Face à ce constat et les propositions des juridictions financières, Carole Delga, présidente de la région Occitanie “partage la plupart des constats et enjeux mis en avant par la Cour”. Et d’ajouter : “Je me félicite d’ailleurs que ce rapport souligne à plusieurs reprises le volontarisme de l’action menée par la région Occitanie depuis plusieurs années sur ce sujet de la prévention et l’anticipation des risques, notamment le risque de submersion marine, en lien avec ses partenaires (État, collectivités, acteurs économiques), dans le cadre du Parlement de la Mer et du Plan Littoral 21 dans un premier temps puis, désormais, dans celui du Plan d’adaptation au changement climatique du littoral d’Occitanie (Pacclo) voté en juillet 2024.”
L’Économie Bleue : 41 400 emplois en Occitanie
Concernant l’Économie bleue, Carole Delga souligne qu’elle représente 34 800 établissements, 41 400 emplois et 6,1 MdE de chiffres d’affaires en 2022. “Concernant les échanges interrégionaux avec la Région Sud-Provence-Alpes-Côte d’Azur (PACA), des réunions techniques sont en cours pour partager l’expérience de l’Occitanie. Et pour ce qui est de la Camargue, des réunions ont lieu avec le syndicat mixte interrégional d’aménagement des digues du delta du Rhône et de la mer (Symadrem) pour trouver la meilleure articulation possible entre la stratégie locale de gestion intégrée du trait de côte du Golfe d’Aigues-Mortes et la réflexion engagée par le Symadrem sur la Camargue.”
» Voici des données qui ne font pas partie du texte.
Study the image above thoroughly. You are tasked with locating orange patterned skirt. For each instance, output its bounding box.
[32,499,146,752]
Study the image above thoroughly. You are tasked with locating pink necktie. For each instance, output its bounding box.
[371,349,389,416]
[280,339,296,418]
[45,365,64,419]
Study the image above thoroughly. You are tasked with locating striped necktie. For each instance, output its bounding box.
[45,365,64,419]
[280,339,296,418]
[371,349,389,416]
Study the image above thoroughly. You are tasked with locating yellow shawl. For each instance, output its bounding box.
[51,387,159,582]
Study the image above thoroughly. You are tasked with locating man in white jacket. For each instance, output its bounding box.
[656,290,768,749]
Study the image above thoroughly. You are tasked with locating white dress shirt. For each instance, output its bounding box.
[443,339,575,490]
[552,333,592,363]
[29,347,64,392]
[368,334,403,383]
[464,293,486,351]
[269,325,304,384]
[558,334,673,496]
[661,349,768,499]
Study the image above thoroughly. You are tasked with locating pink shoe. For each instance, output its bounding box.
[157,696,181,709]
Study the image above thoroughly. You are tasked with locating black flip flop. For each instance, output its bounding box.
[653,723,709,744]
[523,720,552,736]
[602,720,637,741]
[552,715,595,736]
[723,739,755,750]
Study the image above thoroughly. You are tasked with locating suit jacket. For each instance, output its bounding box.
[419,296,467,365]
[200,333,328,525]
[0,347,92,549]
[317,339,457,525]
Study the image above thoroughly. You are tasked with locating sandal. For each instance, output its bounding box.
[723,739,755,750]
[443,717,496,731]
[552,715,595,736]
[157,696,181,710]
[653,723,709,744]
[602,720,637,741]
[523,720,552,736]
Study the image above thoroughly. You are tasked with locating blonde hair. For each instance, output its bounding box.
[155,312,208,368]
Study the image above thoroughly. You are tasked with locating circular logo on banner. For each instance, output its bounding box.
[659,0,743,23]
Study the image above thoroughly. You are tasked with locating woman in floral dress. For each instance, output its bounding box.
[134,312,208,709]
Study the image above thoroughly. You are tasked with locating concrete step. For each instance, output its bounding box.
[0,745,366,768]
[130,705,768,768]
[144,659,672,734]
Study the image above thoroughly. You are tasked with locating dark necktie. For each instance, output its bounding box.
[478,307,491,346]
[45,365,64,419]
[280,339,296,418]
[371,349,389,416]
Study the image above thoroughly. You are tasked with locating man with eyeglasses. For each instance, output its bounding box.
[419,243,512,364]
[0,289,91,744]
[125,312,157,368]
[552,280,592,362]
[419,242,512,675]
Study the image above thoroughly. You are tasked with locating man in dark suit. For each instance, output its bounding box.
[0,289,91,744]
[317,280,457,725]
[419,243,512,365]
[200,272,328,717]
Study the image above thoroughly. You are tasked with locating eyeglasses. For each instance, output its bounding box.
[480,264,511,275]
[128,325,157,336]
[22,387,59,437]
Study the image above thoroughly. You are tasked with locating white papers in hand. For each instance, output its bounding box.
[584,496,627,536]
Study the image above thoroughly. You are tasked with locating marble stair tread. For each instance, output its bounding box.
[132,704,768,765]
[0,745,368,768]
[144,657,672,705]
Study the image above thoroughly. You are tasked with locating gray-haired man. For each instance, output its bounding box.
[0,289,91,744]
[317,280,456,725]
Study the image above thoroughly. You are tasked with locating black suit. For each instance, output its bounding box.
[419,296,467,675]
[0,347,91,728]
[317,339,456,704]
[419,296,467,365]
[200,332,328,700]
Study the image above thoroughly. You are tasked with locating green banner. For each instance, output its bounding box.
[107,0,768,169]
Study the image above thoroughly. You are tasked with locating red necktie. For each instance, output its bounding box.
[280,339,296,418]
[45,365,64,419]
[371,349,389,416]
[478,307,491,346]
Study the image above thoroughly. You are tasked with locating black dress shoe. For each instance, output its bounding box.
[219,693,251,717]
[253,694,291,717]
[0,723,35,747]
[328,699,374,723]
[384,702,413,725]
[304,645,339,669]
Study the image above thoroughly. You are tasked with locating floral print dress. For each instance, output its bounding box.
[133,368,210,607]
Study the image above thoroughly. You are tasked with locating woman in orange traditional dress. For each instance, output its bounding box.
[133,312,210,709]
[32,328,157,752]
Carole Delga va plus loin : “Je tiens également à souligner que le plan d’adaptation au changement climatique du littoral d’Occitanie (Pacclo) constitue bien une stratégie régionale partagée pour faire face à l’érosion côtière et qu’en apportant des moyens en ingénierie (un équivalent temps plein d’appui technique adaptation au changement climatique) et financiers (fonds européen Féder, Fonds Vert, crédits État, région, Banque des territoires…), il propose une offre de service globale et opérationnelle pour que les collectivités locales puissent avancer dans la mise en œuvre de leurs stratégies locales de gestion intégrée du trait de côte (SLGITC).”
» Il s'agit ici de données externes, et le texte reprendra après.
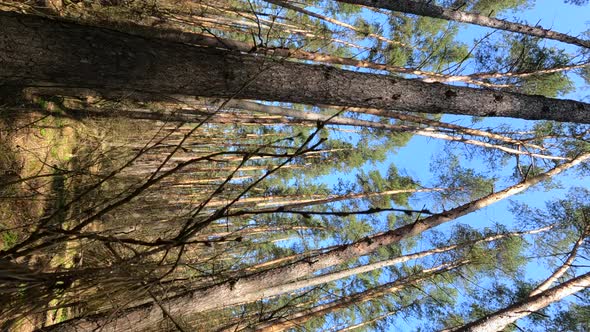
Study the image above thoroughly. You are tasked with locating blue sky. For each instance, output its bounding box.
[302,0,590,326]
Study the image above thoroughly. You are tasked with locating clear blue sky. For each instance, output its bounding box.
[306,0,590,327]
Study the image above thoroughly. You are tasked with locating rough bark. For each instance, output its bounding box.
[45,153,590,332]
[0,13,590,123]
[452,272,590,332]
[338,0,590,48]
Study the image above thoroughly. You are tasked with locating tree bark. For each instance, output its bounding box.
[0,13,590,123]
[245,261,468,332]
[452,272,590,332]
[338,0,590,48]
[45,153,590,332]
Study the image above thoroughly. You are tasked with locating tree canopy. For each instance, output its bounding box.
[0,0,590,331]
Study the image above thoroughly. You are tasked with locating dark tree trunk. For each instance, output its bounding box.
[0,13,590,123]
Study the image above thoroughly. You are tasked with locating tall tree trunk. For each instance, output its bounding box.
[338,0,590,48]
[247,261,468,332]
[46,153,590,331]
[451,272,590,332]
[0,13,590,123]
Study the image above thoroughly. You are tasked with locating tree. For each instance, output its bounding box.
[342,0,590,48]
[0,0,588,331]
[0,13,590,123]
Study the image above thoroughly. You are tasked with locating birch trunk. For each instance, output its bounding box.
[0,13,590,123]
[46,153,590,332]
[338,0,590,48]
[452,272,590,332]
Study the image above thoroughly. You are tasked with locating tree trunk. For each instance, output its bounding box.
[338,0,590,48]
[452,272,590,332]
[246,261,468,332]
[45,153,590,332]
[0,13,590,123]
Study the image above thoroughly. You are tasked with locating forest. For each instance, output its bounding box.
[0,0,590,332]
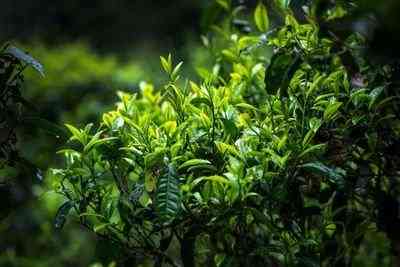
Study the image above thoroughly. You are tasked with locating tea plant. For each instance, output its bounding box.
[53,0,400,267]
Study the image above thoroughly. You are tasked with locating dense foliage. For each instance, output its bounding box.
[0,0,400,267]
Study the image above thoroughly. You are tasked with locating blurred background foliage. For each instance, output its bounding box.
[0,0,400,267]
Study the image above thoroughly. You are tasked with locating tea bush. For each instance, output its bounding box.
[53,0,400,267]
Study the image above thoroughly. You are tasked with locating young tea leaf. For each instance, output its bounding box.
[254,2,269,32]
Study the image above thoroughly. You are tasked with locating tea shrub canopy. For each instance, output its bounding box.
[53,0,400,267]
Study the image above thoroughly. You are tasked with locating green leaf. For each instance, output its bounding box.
[144,148,167,169]
[254,2,269,32]
[192,175,231,186]
[276,0,291,9]
[160,54,172,74]
[299,144,326,158]
[236,103,259,111]
[83,131,118,153]
[265,52,302,96]
[300,161,345,187]
[178,159,211,169]
[54,201,74,229]
[6,46,44,76]
[190,97,212,107]
[324,102,342,120]
[65,124,85,145]
[171,61,183,80]
[216,0,230,11]
[93,223,111,233]
[156,164,181,223]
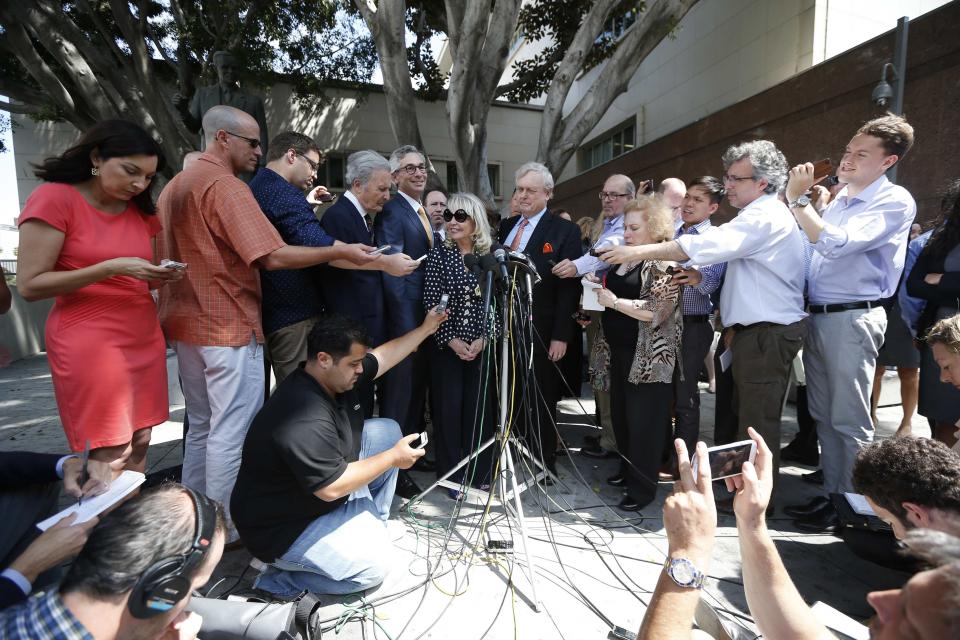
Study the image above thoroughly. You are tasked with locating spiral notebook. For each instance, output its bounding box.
[37,470,147,531]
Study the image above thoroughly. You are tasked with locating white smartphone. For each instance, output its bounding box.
[367,244,392,256]
[692,440,757,480]
[410,431,430,449]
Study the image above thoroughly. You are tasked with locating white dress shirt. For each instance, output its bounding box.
[677,195,807,327]
[808,176,917,304]
[503,209,547,253]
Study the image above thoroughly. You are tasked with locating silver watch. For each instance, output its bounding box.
[663,557,704,589]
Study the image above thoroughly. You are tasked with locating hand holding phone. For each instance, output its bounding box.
[690,440,757,480]
[367,244,393,256]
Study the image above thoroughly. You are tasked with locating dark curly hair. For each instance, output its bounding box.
[33,120,166,214]
[923,179,960,260]
[853,437,960,520]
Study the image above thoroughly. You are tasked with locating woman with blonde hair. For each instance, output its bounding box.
[591,196,683,511]
[423,193,495,498]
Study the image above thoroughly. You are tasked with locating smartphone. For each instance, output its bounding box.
[692,440,757,480]
[410,431,430,449]
[367,244,392,256]
[813,158,833,184]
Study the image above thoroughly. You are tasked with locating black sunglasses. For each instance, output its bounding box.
[223,129,260,149]
[443,209,470,222]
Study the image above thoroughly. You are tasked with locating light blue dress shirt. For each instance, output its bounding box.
[503,209,547,252]
[573,213,624,276]
[808,176,917,304]
[677,195,807,327]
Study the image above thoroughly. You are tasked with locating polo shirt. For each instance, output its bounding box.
[250,167,336,335]
[230,354,379,562]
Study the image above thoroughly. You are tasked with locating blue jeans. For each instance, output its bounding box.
[254,418,402,598]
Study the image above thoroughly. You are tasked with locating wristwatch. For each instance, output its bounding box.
[663,557,704,589]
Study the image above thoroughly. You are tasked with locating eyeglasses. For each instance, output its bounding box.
[223,129,260,149]
[443,209,470,223]
[600,191,633,200]
[394,164,427,176]
[294,152,320,173]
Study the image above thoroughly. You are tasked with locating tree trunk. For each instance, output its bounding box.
[537,0,697,175]
[355,0,433,171]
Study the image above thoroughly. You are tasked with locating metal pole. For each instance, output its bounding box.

Enfin, la présidente de région “note enfin que cet outil répond bien en Occitanie aux recommandations de la Cour relatives à l’impératif d’élaboration de stratégies locales de gestion intégrée du trait de côte dans les zones littorales les plus menacées, l’intérêt de généraliser les projets partenariaux d’aménagement associant les communes littorales et leur arrière-pays”.
Olivier SCHLAMA
Recommandations urgentes des CRC
En conclusion, les juridictions financières appellent à “une réaction énergique et rapide de l’État et de l’ensemble des acteurs publics afin d’adapter les politiques d’aménagement aux risques et menaces liés à la mer et aux inondations. Cela suppose d’ériger la diminution de la vulnérabilité en priorité de l’action publique locale, d’adapter les mécanismes de financement actuels et d’en initier de
nouveaux”. À cet égard, la Cour des comptes formule plusieurs recommandations.
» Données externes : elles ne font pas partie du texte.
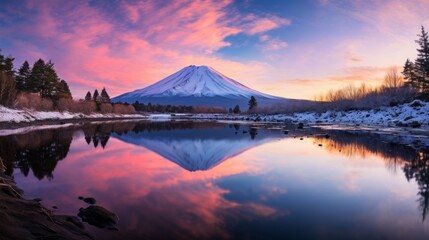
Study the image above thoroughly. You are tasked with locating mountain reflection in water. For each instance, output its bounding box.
[0,122,429,239]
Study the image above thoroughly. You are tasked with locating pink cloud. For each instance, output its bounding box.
[2,0,289,98]
[246,16,292,35]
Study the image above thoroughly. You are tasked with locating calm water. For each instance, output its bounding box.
[0,122,429,239]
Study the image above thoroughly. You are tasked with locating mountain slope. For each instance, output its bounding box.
[112,65,294,108]
[111,125,286,171]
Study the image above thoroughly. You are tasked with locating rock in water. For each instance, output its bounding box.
[77,205,118,230]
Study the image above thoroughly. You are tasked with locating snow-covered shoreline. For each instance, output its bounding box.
[0,106,147,123]
[186,100,429,128]
[0,100,429,128]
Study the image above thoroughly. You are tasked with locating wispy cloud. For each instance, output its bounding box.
[0,0,289,97]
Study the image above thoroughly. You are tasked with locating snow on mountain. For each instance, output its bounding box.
[112,65,286,107]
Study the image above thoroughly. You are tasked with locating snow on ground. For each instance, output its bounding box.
[0,100,429,127]
[0,106,145,123]
[187,100,429,127]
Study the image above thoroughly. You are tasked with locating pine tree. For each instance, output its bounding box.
[26,59,45,92]
[85,91,92,101]
[101,88,111,103]
[415,26,429,97]
[402,59,418,89]
[40,61,61,100]
[59,80,72,98]
[232,105,241,114]
[15,61,31,91]
[0,49,15,73]
[92,89,100,102]
[249,96,258,111]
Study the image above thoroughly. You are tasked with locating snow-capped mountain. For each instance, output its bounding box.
[112,65,287,107]
[111,125,286,171]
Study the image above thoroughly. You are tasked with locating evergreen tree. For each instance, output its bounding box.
[232,105,241,114]
[40,61,60,99]
[0,49,15,73]
[85,91,92,101]
[415,26,429,95]
[15,61,31,91]
[92,89,100,101]
[101,88,111,103]
[59,80,72,98]
[249,96,258,111]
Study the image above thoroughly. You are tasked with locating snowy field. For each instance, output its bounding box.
[0,100,429,128]
[189,100,429,127]
[0,106,145,123]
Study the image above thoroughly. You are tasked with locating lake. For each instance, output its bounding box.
[0,121,429,239]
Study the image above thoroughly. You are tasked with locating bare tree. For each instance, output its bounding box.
[382,67,404,89]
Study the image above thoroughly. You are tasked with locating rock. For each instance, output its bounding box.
[77,205,118,229]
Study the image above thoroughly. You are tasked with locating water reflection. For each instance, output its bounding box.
[314,131,429,221]
[0,129,73,180]
[112,122,284,171]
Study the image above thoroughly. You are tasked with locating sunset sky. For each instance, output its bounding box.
[0,0,429,99]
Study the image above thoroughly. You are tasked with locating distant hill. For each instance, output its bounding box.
[112,65,301,110]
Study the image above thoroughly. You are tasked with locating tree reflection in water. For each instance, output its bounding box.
[0,122,429,221]
[314,131,429,221]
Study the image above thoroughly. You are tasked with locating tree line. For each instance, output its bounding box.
[0,50,135,114]
[402,26,429,100]
[315,26,429,109]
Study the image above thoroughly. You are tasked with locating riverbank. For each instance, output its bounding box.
[0,167,93,240]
1. Renforcer l’information préalable obligatoire à l’attention de l’acquéreur d’un bien immobilier par l’indication que celui-ci est susceptible, en raison du risque naturel auquel il est exposé, d’une diminution voire d’une perte totale de valeur (ministère de la transition écologique, de l’énergie, du climat et de la prévention des risques, ministère du partenariat avec les territoires et de la décentralisation).

2. Compléter la connaissance cartographique de la vulnérabilité (…) en projetant les coûts de destruction, d’interruption, de retour à la normale des activités et de reconstruction.
3. Supprimer la possibilité pour les communes-membres des établissements publics de coopération intercommunale des zones littorales préalablement identifiées comme menacées de s’opposer au transfert à l’intercommunalité de la compétence en matière de plan local d’urbanisme (ministère de la transition écologique, de l’énergie, du climat et de la prévention des risques, ministère du partenariat avec les territoires et de la décentralisation).
4. Rendre obligatoire l’élaboration d’une stratégie locale de gestion intégrée du trait de côte dans les zones littorales les plus menacées (ministère de la transition écologique, de l’énergie, du climat et de la prévention des risques, ministère du partenariat avec les territoires et de la décentralisation).